Guns were a particularly rancorous issue. Casey charged that "my
opponent in the primary is for gun control, is today and has always
been for gun control." The Democratic leader of the of the state
House of Representatives, Bill DeWeese, had a radio ad for Casey
saying "gun rights will be safer if Casey is elected." The NRA
entered the fray with an ad claiming: "Ed Rendell is a big-city
politician who believes your guns, not criminals, are the
problem."
Rendell responded that "The NRA ads are like the Casey ads. They
don't tell the truth. There is nothing that I want to do to take a
gun away from a hunter or a law-abiding citizen." Gun-control
organizations campaigning for Rendell said that he only wanted
"sensible" gun laws.
Yet, because I have talked with Rendell during less guarded
moments, when he was not focused on winning votes for governor, I
know that Casey and DeWeese were telling the truth about Rendell's
views on guns.
During 1999, when I was at the University of Chicago law school,
lawyers for the city of Philadelphia asked me to participate in a
panel on cities suing gun-makers. Rendell had been the first mayor
to seriously talk about doing that, and he wanted a session to
educate city lawyers about the issue.
Three-quarters of the panelists (including Rendell) supported
Rendell's desire to sue the gun-makers. During the presentations,
Rendell said again that he didn't want to take guns away from
hunters or law-abiding citizens and that he wanted to use the suits
to make gun-makers responsible for the costs that guns impose on
cities.
At the debate, there were several representatives from the
Violence Policy Center, a group that has long advocated banning guns
and even sponsors the Web site banhandgunsnow.org. Rendell warmly
greeted the Violence Policy Center people when he arrived and
included one of their representatives on the panel, but they
noticeably groaned and rolled their eyes when Rendell said that he
didn't want to take away people's guns.
After the debate, Rendell immediately headed over to the Violence
Policy Center people. I wanted to follow up on the discussion, so I
tried to catch up with him as he crossed the room. The Violence
Policy people were still visibly disturbed by his comments and,
Rendell put his arm around one of them, saying, "I just can't say
publicly what we want to do, we have to take these things slowly." I
was standing right behind Rendell when he said it.
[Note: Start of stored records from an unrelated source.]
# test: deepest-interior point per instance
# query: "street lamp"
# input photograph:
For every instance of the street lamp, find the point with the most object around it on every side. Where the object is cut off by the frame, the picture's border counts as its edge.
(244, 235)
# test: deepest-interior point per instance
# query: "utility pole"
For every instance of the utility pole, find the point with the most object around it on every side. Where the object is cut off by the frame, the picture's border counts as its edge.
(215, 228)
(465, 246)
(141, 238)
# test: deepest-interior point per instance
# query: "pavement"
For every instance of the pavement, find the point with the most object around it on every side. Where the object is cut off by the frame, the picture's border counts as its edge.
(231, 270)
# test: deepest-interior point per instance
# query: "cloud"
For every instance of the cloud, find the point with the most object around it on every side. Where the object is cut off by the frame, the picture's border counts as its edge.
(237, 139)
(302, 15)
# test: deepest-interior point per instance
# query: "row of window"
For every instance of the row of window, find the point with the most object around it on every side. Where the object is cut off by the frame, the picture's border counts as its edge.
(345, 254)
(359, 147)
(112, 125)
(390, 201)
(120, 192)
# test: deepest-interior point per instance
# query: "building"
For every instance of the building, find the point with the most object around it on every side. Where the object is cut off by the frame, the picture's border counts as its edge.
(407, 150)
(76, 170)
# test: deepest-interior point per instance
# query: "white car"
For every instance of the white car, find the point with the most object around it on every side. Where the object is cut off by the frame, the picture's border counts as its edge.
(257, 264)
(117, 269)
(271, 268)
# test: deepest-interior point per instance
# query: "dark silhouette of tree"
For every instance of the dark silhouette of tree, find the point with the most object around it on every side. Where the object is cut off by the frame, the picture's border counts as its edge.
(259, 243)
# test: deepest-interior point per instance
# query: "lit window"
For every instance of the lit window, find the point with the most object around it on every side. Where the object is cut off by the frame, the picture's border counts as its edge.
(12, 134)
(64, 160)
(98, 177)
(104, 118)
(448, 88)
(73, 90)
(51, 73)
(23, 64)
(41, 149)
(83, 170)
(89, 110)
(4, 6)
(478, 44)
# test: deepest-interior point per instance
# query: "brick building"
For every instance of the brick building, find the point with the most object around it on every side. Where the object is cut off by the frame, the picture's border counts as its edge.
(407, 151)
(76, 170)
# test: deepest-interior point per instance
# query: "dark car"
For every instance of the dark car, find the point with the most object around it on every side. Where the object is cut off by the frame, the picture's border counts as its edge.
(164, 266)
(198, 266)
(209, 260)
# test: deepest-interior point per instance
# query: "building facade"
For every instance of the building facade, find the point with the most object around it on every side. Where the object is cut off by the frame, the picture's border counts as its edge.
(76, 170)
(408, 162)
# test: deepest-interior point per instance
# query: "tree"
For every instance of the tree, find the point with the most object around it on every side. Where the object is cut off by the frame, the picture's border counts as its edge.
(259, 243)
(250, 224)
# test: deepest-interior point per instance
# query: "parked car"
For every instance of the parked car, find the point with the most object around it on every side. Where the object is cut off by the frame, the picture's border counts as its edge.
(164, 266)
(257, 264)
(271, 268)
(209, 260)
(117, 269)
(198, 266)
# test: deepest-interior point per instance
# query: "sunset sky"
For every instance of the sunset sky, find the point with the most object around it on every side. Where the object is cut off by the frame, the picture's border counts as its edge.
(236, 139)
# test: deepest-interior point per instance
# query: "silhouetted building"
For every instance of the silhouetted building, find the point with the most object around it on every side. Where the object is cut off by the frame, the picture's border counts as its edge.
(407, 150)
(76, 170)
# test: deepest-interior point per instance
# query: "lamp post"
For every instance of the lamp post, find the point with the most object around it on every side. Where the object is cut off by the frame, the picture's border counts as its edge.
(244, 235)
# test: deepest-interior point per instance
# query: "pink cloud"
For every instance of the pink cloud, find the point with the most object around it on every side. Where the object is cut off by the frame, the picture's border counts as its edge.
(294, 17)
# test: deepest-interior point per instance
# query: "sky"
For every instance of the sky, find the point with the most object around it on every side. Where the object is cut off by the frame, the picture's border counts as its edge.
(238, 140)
When Rendell saw me, he angrily turned toward me, asking what I
wanted. I said that I had hoped we could talk more about the issues
raised by the panel. I said that I understood the costs to cities of
the bad things that happen with guns, but I wanted to know why he
didn't consider the benefits of defensive gun use and of victims
defending themselves. Still quite angry, Rendell said that, as a
city prosecutor, he had never seen a defensive gun use, and that as
far as he was concerned, he had never heard of a defensive gun use.
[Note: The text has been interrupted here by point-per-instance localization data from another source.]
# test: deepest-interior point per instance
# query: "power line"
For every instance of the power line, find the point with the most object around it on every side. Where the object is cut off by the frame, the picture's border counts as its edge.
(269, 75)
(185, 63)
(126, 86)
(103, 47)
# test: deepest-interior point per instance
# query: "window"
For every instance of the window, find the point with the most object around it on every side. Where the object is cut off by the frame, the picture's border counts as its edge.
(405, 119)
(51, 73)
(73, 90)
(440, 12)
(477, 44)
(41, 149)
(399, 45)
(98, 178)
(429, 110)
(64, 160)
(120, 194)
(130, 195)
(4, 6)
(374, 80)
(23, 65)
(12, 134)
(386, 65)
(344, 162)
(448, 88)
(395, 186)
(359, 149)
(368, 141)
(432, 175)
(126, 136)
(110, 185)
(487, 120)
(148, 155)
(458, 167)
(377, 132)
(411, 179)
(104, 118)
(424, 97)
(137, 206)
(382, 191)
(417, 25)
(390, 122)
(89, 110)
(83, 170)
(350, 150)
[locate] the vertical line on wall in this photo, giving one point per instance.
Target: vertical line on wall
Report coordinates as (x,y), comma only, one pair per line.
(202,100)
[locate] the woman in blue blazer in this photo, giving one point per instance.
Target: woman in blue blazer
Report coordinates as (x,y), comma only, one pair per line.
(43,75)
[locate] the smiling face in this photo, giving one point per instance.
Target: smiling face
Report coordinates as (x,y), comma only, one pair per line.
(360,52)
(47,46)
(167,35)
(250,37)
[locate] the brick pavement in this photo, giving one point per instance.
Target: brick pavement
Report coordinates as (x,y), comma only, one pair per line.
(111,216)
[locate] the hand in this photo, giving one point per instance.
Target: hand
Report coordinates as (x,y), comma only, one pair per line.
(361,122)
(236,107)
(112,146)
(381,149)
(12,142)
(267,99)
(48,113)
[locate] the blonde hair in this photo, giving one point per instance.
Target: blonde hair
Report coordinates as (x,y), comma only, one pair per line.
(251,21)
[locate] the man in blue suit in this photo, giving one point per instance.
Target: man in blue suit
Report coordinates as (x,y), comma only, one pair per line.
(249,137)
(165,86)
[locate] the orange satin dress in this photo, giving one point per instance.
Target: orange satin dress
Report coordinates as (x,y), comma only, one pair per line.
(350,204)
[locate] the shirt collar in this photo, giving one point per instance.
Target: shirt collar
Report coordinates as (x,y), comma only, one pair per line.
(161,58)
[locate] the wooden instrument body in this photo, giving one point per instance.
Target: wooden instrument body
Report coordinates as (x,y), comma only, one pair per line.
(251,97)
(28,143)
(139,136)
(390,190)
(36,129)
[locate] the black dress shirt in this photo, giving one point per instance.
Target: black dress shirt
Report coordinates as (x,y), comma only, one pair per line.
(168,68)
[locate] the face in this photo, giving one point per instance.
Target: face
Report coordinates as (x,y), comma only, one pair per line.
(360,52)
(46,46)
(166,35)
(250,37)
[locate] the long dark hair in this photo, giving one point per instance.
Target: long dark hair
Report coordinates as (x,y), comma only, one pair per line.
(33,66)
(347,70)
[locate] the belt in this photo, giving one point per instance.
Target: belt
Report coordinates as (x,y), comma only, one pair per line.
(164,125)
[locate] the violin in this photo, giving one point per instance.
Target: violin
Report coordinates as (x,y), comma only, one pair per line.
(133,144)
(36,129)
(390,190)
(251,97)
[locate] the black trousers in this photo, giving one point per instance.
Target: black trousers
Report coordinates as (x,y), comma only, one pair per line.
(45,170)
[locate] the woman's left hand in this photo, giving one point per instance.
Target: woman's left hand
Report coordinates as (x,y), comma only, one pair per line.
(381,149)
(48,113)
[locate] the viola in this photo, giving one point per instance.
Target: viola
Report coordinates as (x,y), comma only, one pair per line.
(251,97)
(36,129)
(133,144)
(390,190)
He said that he didn't believe they occurred.
I started to offer to provide him examples, but he said that he
didn't need any evidence and walked away.
Rendell's actions have already had a big impact on gun ownership.
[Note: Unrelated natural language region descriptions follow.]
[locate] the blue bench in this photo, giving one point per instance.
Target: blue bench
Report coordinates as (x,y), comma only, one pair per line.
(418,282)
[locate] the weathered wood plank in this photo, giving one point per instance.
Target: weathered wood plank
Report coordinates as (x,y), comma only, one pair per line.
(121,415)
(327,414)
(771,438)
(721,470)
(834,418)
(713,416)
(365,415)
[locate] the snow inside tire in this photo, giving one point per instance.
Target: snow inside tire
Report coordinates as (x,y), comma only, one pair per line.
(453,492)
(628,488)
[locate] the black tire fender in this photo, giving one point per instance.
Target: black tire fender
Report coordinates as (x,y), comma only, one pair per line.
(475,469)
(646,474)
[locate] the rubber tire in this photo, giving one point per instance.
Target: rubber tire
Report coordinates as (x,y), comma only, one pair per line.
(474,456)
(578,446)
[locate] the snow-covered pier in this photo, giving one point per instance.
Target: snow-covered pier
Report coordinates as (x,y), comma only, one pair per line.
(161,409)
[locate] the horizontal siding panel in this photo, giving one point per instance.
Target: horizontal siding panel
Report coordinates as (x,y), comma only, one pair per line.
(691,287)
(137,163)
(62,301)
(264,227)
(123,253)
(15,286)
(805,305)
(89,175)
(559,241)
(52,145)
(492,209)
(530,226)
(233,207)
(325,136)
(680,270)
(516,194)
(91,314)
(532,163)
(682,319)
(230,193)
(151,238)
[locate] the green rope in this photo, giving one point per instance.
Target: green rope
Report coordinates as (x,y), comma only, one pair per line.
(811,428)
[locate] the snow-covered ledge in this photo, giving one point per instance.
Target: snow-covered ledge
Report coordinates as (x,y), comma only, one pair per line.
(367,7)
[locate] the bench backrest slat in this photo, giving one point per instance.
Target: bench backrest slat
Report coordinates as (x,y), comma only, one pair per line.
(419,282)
He was the first mayor to foresee how simultaneously filing suits by
dozens of cities against gun companies could impose a massive cost
of legal defense and bring the industry to its knees. By making it
financially impossible for many companies to defend themselves, even
lawsuits that have consistently been thrown out by judges across the
country have driven many gun-makers into bankruptcy.
During the current gubernatorial campaign, Rendell claims that he
wants to limit gun purchases to no more than one gun a month.
Unfortunately, there is not one academic study that shows that this
reduces crime in either the states that pass these laws or their
neighbors.
Rendell obviously feels passionately about guns, but he doesn't
have the courage of his convictions. Instead, to cover his goals, he
lied.
John Lott is a resident scholar at the
American Enterprise Institute and lives in Swarthmore.